The NATO Summit in Wales this week was to have marked the end of combat in Afghanistan and preparation for a quieter period focused on partnerships and training, but Russian aggression has moved the focus to defense spending and readiness, a top alliance official said yesterday.
“Indeed, over the past five years, total defense spending by NATO nations has fallen by 20 percent,” said NATO Deputy secretary General Alexander Vershbow at the NATO Parliamentary Assembly in London. “However, over this same period, Russia’s defense spending has increased by 50 percent, and this trend is slated to continue.”
A summer report by the U.K. Parliamentary Defense Committee said NATO was not as ready as it needs to be—underfunded and inadequately equipped, among other findings. Vershbow said he doesn’t entirely “disagree” with that.
Leaders at the Summit must disabuse the Kremlin of the idea of NATO weakness and show NATO is committed to collective defense, said Vershbow, who took up his position in 2012 after spending three years as Assistant Secretary of Defense for International Security Affairs.
“This means a pledge to increase our spending on defense in real terms as our economies improve and to start spending our defense budgets on the right things–modern, deployable capabilities that fill the gaps in NATO’s arsenal,” he said.
The summit must also agree to a NATO Readiness Action Plan (RAP) to respond to Russia’s challenge and areas of instability and crisis around the alliance’s borders.
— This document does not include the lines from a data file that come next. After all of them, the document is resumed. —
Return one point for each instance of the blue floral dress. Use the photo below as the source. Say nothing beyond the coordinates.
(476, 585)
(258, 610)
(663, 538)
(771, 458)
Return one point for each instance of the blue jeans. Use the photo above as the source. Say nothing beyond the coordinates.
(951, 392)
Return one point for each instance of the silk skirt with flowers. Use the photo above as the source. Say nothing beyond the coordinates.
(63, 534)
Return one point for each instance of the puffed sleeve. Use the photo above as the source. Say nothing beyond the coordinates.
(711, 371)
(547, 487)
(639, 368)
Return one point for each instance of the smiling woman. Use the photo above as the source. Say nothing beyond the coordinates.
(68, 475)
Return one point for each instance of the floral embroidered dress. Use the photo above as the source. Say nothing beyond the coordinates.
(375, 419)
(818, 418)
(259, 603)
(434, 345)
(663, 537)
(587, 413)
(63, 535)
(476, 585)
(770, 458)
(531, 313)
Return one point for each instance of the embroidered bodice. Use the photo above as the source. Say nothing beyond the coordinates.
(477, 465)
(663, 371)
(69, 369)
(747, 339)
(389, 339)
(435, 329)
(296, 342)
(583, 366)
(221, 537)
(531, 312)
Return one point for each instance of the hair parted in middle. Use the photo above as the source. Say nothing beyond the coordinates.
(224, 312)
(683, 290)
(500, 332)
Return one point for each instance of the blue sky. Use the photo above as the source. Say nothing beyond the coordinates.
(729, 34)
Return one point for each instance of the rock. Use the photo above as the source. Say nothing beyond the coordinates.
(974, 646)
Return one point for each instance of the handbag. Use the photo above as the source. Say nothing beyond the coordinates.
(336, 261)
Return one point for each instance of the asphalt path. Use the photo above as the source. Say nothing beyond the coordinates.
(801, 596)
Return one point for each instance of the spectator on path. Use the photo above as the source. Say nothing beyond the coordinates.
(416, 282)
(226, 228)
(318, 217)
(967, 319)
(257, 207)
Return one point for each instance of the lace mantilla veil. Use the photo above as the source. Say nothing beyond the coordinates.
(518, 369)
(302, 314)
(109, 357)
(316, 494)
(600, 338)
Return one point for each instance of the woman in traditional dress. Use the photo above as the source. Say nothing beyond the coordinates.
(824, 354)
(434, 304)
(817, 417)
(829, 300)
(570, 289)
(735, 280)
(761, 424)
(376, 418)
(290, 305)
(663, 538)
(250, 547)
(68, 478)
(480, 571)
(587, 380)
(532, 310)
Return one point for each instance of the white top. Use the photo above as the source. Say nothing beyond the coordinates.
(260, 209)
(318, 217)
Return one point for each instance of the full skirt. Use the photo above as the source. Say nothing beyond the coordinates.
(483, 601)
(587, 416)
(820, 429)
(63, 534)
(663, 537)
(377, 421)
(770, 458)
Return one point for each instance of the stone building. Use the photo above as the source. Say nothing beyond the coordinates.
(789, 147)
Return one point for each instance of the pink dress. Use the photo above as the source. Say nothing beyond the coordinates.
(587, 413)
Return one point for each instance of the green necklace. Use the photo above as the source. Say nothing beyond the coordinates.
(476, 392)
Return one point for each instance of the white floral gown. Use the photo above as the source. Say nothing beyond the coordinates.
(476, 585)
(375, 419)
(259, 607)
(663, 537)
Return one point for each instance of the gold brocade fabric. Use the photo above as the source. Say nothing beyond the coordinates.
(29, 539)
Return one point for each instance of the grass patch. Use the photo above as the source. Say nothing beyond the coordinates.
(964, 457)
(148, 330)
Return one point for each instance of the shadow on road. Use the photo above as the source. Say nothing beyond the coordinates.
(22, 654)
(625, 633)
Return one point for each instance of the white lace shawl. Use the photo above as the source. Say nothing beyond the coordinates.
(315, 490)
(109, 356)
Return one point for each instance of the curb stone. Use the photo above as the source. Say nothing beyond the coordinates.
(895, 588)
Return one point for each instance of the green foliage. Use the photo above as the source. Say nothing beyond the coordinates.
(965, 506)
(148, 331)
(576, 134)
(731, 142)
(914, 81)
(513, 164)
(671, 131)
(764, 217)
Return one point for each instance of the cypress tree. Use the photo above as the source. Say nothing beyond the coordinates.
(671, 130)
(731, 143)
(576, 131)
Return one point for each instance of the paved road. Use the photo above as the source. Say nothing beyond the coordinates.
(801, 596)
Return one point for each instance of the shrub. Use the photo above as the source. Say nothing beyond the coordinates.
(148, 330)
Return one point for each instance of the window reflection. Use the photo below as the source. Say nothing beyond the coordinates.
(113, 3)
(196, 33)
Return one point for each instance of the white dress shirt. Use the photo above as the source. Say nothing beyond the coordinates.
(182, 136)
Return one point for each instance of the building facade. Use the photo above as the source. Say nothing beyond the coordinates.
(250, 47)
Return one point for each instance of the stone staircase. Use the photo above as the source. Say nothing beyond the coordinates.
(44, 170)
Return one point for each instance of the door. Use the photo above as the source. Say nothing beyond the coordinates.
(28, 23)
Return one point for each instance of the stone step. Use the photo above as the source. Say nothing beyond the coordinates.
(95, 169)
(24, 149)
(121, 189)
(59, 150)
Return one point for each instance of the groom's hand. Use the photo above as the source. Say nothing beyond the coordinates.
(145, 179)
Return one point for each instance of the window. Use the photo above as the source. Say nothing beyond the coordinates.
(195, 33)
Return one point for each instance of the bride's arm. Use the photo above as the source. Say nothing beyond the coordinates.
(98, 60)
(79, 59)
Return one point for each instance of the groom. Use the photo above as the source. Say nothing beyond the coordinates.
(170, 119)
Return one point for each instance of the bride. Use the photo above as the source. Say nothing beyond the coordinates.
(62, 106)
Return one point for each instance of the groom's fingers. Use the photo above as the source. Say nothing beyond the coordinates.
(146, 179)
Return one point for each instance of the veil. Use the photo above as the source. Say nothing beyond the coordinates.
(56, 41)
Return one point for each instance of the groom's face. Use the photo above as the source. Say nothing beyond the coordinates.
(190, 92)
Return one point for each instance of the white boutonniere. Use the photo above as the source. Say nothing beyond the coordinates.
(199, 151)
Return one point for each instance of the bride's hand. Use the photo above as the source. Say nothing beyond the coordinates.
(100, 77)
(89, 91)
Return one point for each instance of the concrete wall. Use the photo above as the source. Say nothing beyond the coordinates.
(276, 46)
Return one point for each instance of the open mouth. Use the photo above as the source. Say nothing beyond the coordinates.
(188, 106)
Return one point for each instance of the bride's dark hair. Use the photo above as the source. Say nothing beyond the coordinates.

“It will put in place on the territory of Allies on NATO’s eastern flank the necessary infrastructure, equipment, and command and control to ensure rapid reaction and reinforcement, backed up by the necessary plans, training and exercises,” he said.
Part of the RAP is to significantly upgrade the NATO Response Force, including creating a new Very High Readiness Joint Task Force, that can respond in days, not weeks, to any challenge.
“Importantly, we will increase the number and scale of NATO exercises in order to ensure that our forces are combat ready and able to operate together at all times,” he said. “And we will enhance our Standing Naval Forces to support the full range of conventional naval operations.”
The RAP also is to ensure NATO is ready and able to respond to hybrid warfare such as economic blackmail, cyber attacks, disinformation and propaganda.
“At the Summit, we will make sure we will have all the right tools for the job,” he said. “We will emphasize that we have the political will to use those tools–to defend our allies; to stand up to the bullying tactics of others; and to continue shaping the security environment during one of the most turbulent periods in history.”
As for the United States’ goals for the summit, Defense Secretary Chuck Hagel – who along with Secretary of State John Kerry will attend the summit with President Barack Obama – will hold informal meetings throughout the summit to thank allies for their contributions in Iraq, Afghanistan and other ongoing conflicts around the world and to request any and all additional contributions that NATO members can make, Pentagon spokesman Rear Adm. John Kirby told reporters Tuesday afternoon.
“We want partner nations to contribute what they are able and willing to contribute in whatever fashion they’re willing to contribute it, understanding, of course, that they have domestic concerns as well, and their own legislative bodies to work through on this, and populations who have different views on assisting against the [Islamic State] threat. We respect that,” Kirby said. “So it’s not about going there with demands or a laundry list. It’s about going there to thank them for what they’ve been doing, encourage them to continue to assist in whatever way they deem fit.”
Kirby said that recent Russian aggression has “galvanized the alliance and brought into sharp relief the need for all NATO partners and allies to continue sufficient and adequate defense spending for their own needs and the needs of their allies and to look for new ways to combat threats on the continent.” But he said the discussions about defense spending are bigger than that one issue.
“This is a defining moment for the alliance, and this summit provides the alliance a great opportunity to look not only at what has been happening in the last few months in Russia and Ukraine but the future of the alliance itself, from defense spending to operations to exercise to interoperability and capabilities across the spectrum,” he said.